To play it safe, check your state’s specific tax rules if you’re close to that 183-day threshold. Keep in mind that some locales—like Virginia and Washington, D.C.—have reciprocity agreements in place to ensure workers don’t get double-taxed.

What deductions can self-employed workers claim?

Work-from-home culture has exploded in the wake of the pandemic. Freelancing is also surging. For newly self-employed workers clocking in from a home office, there’s some good news.

“If you’re one of the many who began working from home in 2020, you may be able to take advantage of a home office deduction,” Leckert said.

This isn’t a new policy—in fact, it’s one of the main ways freelancers typically lower their tax obligation. There’s one big caveat: In order to qualify for a tax break, your workspace must have “regular and exclusive use” in your home. In other words, your bed is not a home office. When claiming this deduction, you’ll also need to calculate the area (square footage) of your workspace as a percentage of your overall living space.

This deduction is only available for workers who earn freelance income. According to the IRS, “employees who receive a paycheck or a W-2 exclusively from an employer are not eligible for the deduction, even if they are currently working from home.” Keep in mind that this policy can vary by state.

Leckert said that freelancers may also want to take note of an often overlooked aspect of the Paycheck Protection Program (PPP). These loans are available to all freelancers, not just your typical brick-and-mortar businesses. “I think a lot of people don’t realize that you don’t have to be a formalized business [to apply for PPP],” Leckert explained. “Schedule B filers—those who fill out Form 1040—are also eligible for these loans, which can essentially be free money from the government.”

In January, the IRS announced that recipients of PPP loans can claim the usual deductions like rent, utilities, and other business-related expenses if they paid for them with loan funds.

What about other possible tax credits?

Getting expert guidance when filing taxes can help you learn the latest rules and maximize your return. In addition, you’ll learn about other 2020-specific scenarios, credits, and deductions for which you may be eligible.

For example, some freelancers may be able to access Economic Injury Disaster Loans (EIDLs), a way to make up for pandemic-related financial losses.
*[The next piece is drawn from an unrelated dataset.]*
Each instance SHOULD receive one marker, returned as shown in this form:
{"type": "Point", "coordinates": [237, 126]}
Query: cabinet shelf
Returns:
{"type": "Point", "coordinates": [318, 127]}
There are also new qualified sick leave credits, which pay workers who may have been unable to work, as well as the Earned Income Tax Credit, another break that can reduce your final tax burden. A variety of rules apply based on your specific situation, so it’s important to research each credit thoroughly if you’re not planning to seek professional guidance.

Educating yourself and working with a professional can also help quell that panicky feeling that arises every time you’re calculating quarterly estimated payments (friendly reminder that the first payment of 2021 is coming up on April 15, even though the filing deadline for 2020 taxes has been pushed to May 17).

“There’s a lot of money out there for freelancers that people are not claiming because they don’t understand,” Leckert said. “It’s really important to spread this information.”